Larry K. Jang, Department of Chemical Engineering, California State University Long Beach, CA 90840-5103, USA

ABSTRACT

A simplified procedure for predicting vapor-liquid equilibrium of a non-ideal binary solution based on the known azeotropic condition under constant pressure is developed in this work. First, liquid-phase activity coefficients of both components at the azeotropic condition under a certain system pressure are calculated and then substituted into two-parameter activity coefficient models (such as Van Laar, Margules, and Wilson). The model parameters can be easily solved directly or with simple numerical procedures. Assuming that these model parameters are insensitive to temperature, one may further calculate the activity coefficients, the bubble point and dew point temperatures as well as equilibrium vapor-phase compositions at any liquid- phase compositions under the given system pressure. The results of calculation indicated that the predicted vapor-liquid equilibrium agrees very well with both published data as well as that calculated by more elaborated procedures in the literature. The non- ideal binary solution containing 1-propanol and water at 1 atm (101.325kPa) is chosen to illustrate the procedure developed in this work.

KEYWORDS

Vapor-Liquid Equilibrium (VLE)
Activity Coefficient
1-Propanol/Water
Van Laar
Margules
Wilson
Azeotrope

CITATION

Jang LK, Chang YI (2017) Prediction of Vapor-Liquid Equilibrium for a Non-Ideal Binary Mixture Based on the Azeotropic Condition. Chem Eng Process Tech 3(2): 1039.

THEORY

For low to moderate total pressure (PT ) when the vapor phase can be assumed to be an ideal gas, the partial pressure (Pi , i = 1, 2) of each component above a non-ideal homogeneous binary liquid mixture can be expressed by the modified Raoult’s law [1(a)]:

$P_{1}= P_{T} Y_{1}=\gamma_{1} X_{1}P_{1}^{sat}(T)$ (1)

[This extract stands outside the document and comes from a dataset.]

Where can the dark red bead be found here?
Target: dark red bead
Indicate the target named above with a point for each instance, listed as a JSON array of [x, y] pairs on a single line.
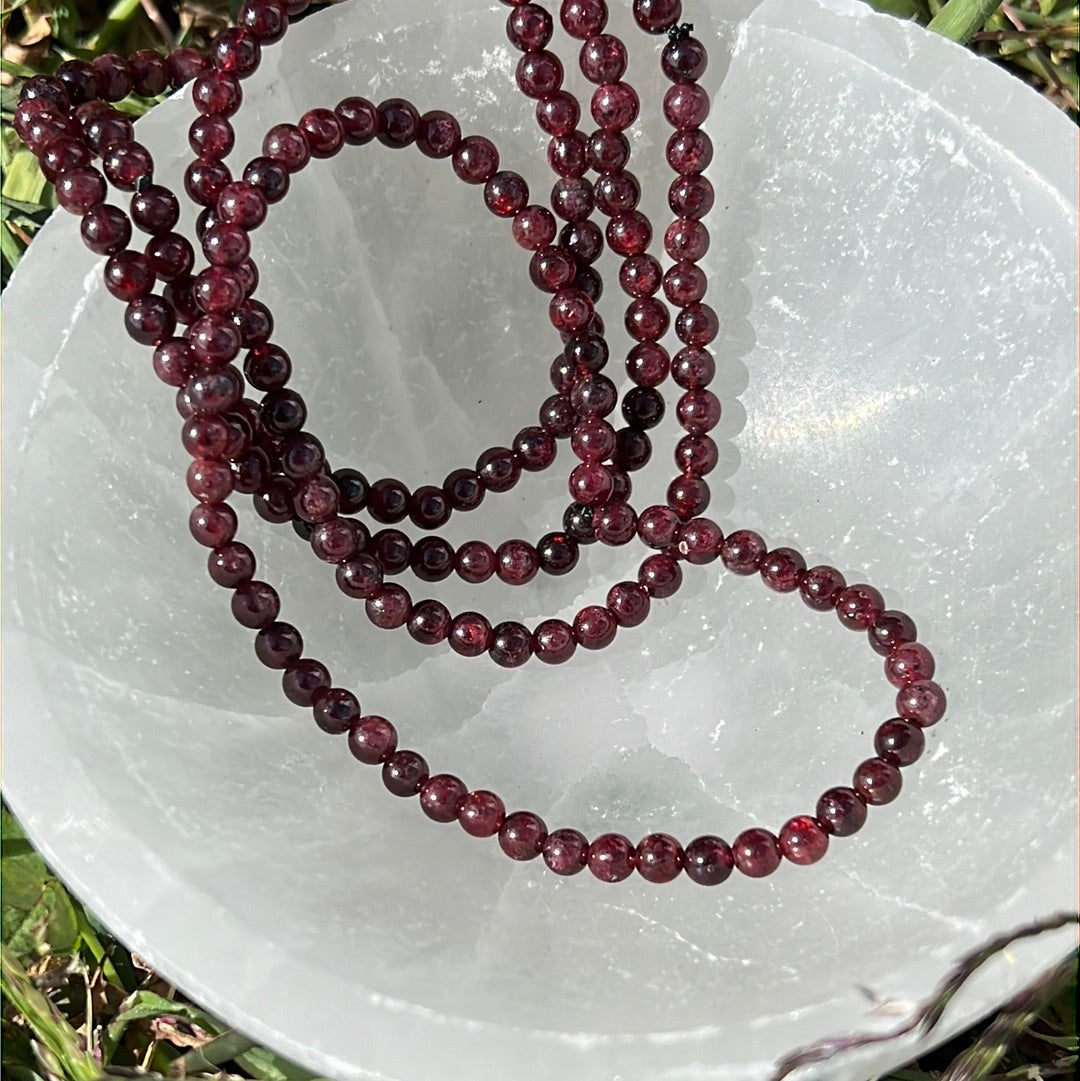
[[685, 105], [858, 605], [877, 781], [398, 122], [583, 18], [889, 630], [390, 608], [743, 551], [522, 835], [658, 858], [611, 857], [802, 840], [388, 501], [481, 813], [921, 702], [782, 570], [476, 159], [230, 564], [149, 72], [322, 131], [510, 644], [441, 797], [279, 645], [565, 851], [470, 635], [404, 773], [708, 861], [661, 575], [684, 59], [538, 74], [757, 852], [821, 587], [372, 739], [908, 663], [359, 120], [900, 742], [213, 524]]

$P_{2}= P_{T} Y_{2}=\gamma_{2} X_{2}P_{2}^{sat}(T)$ (2)

Xi is the mol fraction of component i in the liquid phase, Yi is the mol fraction of component i in the vapor phase, Pi sat is the vapor pressure of pure species i at the system temperature, PT is the total pressure of the binary system, and γi is the activity coefficient of component i in the liquid phase (γi = 1.0 for an ideal solution). When the sum of partial pressures Pi‘s equals the applied pressure, the mixture boils and the temperature is called the bubble point temperature at liquid composition Xi (and also the dew point temperature at vapor composition Yi ) .

There are many theoretical and empirical models of excess Gibbs free energy (GE) for estimating the activity coefficients of components in non-ideal liquid solutions. In the literature, elaborate procedures for computing bubble point (B.P.) and dew point (D.P.) temperatures of non-ideal solutions are available [1(b)]2,3]. In this work, a simplified approach for predicting vapor-liquid equilibrium (VLE), B.P., and D.P. for non-ideal binary solutions that form azeotropes is developed.

When a non-ideal binary solution forms an azeotrope, the liquid-phase composition is identical to the vapor-phase composition (Xi,az= Yi, az, i= 1, 2) at the temperature of Taz. Basically, at the azeotropic condition, the two components have the same volatility. So, the boiling liquid produces vapor with the same composition as that in the liquid phase. By canceling Yi and Xi from both sides of Eqs. 1 and 2, the activity coefficients of the components at Xi,az can be easily calculated by Eqs. 3 and 4:

$\gamma _{1,az}=\frac{P_{T}}{P_{1}^{sat}(T_{az})}$ (3)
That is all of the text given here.